この記事をまとめると
■日産ブランドアンバサダーのキムタクが「やりすぎNISSAN」と発言した
■電気自動車アリアに搭載の4WDシステム「e-4ORCE」の超絶ハンドリングを絶賛
■1990年代の日本車には「やりすぎ」なクルマや技術が多数あった
かつては「やりすぎ」といいたくなる国産車がたくさんあった
CMに出演するなど日産のブランドアンバサダーを務めるのは、キムタクこと木村拓哉さんであることはご存知の通り。そんな木村さんが日産アリアのCM発表会において「やっちぇえNISSAN」というキャッチコピーをもじって「やりすぎNISSAN」と発言したことが話題になっています。

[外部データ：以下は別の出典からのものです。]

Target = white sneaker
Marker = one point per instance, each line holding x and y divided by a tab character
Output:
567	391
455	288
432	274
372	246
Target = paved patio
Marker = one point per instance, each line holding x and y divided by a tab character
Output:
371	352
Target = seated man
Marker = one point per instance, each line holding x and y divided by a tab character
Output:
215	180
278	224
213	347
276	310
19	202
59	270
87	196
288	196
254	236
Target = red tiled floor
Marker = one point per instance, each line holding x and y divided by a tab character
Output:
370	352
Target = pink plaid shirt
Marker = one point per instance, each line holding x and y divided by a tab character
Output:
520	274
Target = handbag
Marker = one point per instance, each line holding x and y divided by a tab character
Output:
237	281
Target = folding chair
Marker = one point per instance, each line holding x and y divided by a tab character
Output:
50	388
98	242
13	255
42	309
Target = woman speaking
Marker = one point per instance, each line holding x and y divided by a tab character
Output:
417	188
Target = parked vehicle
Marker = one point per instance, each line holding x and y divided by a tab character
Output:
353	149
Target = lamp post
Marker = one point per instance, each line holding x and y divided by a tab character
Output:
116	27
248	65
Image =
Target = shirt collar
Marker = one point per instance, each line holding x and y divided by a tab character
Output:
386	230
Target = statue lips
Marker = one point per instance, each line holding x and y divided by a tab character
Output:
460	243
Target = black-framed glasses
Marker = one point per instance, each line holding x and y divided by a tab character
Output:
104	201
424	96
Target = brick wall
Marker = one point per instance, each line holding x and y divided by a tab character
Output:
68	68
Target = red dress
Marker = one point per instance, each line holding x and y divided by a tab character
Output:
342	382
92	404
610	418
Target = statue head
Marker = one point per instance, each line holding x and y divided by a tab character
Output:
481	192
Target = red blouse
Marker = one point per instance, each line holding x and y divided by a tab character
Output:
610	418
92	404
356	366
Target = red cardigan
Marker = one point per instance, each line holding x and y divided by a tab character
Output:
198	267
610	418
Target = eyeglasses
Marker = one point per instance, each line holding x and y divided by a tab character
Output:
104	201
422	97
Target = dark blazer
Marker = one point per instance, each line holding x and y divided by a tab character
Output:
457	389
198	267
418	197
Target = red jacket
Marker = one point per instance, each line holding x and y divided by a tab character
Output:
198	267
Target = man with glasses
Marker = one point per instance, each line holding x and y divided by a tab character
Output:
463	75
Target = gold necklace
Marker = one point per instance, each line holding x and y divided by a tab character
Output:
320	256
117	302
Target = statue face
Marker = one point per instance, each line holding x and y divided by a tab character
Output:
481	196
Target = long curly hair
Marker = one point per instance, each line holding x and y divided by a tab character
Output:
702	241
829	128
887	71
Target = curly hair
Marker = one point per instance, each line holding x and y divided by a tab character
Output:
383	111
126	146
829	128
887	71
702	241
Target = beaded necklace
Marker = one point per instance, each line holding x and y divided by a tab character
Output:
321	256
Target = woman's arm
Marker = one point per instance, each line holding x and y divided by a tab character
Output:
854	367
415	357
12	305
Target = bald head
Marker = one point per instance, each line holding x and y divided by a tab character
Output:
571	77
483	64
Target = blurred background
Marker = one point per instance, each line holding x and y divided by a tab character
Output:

木村さんが「やりすぎ」と評したのは新型の電気自動車アリアに搭載される全輪駆動システム「e-4ORCE」の超絶ハンドリング性能。日産の電気自動車は1/10000秒単位で制御していることは知られていますが、その制御技術とブレーキ制御を組み合わせることで、思い通りのコーナリングが楽しめるというもの。さらにタイヤの性能も引き出してくれるので、パフォーマンスそのものも上げるというのが特徴です。
さて、木村さんの発言はCM出演者としてのリップサービスとしても、過去にも「やりすぎ」と言いたくなるようなクルマや技術はあったのでしょうか?
筆者個人の感想ですが、1989年に登場したマーチスーパーターボは、まさしく「やりすぎぃ」と感じた一台でした。
初代マーチのホットモデルとして登場したスーパーターボには専用の「MA09ERT」というエンジンが搭載されていました。通常のマーチに搭載されるMA10ETをベースとしたSOHCヘッドの4気筒エンジンですが、ボアを68mmから66mm(ストロークは68mmで共通)に小さくすることで、あえて排気量を930ccとした過給エンジン。
排気量ダウンの目的はモータースポーツにおける過給係数を考慮してものだったのですが、驚くのは過給システムの構成で、なんと機械式スーパーチャージャーとターボチャージャーを組み合わせたツインチャージシステムとなっていたのです。結果として、現在に至るまで国産車として唯一のツインチャージャー車になっています。
いくらモータースポーツを前提にした仕様だとしても、ベーシックモデルをベースにツインチャージャーを生み出してしまうというのは、まさに「やりすぎ日産」と多くの人が思ったはず。さらに純正状態でビスカスLSDを組み込むという仕様かつ、スーパーチャージャーの兼ね合いでパワステなしという硬派な仕様で市販したのも「やりすぎ」感を強めた一台に仕上がっていたのでした。
こうした「やりすぎ」なクルマは、この時代に多く登場しています。それは日本がバブル景気に踊らされていたからに他ならないでしょう。贅沢な機構、凝ったメカニズムを受け入れる市場マインドがありました。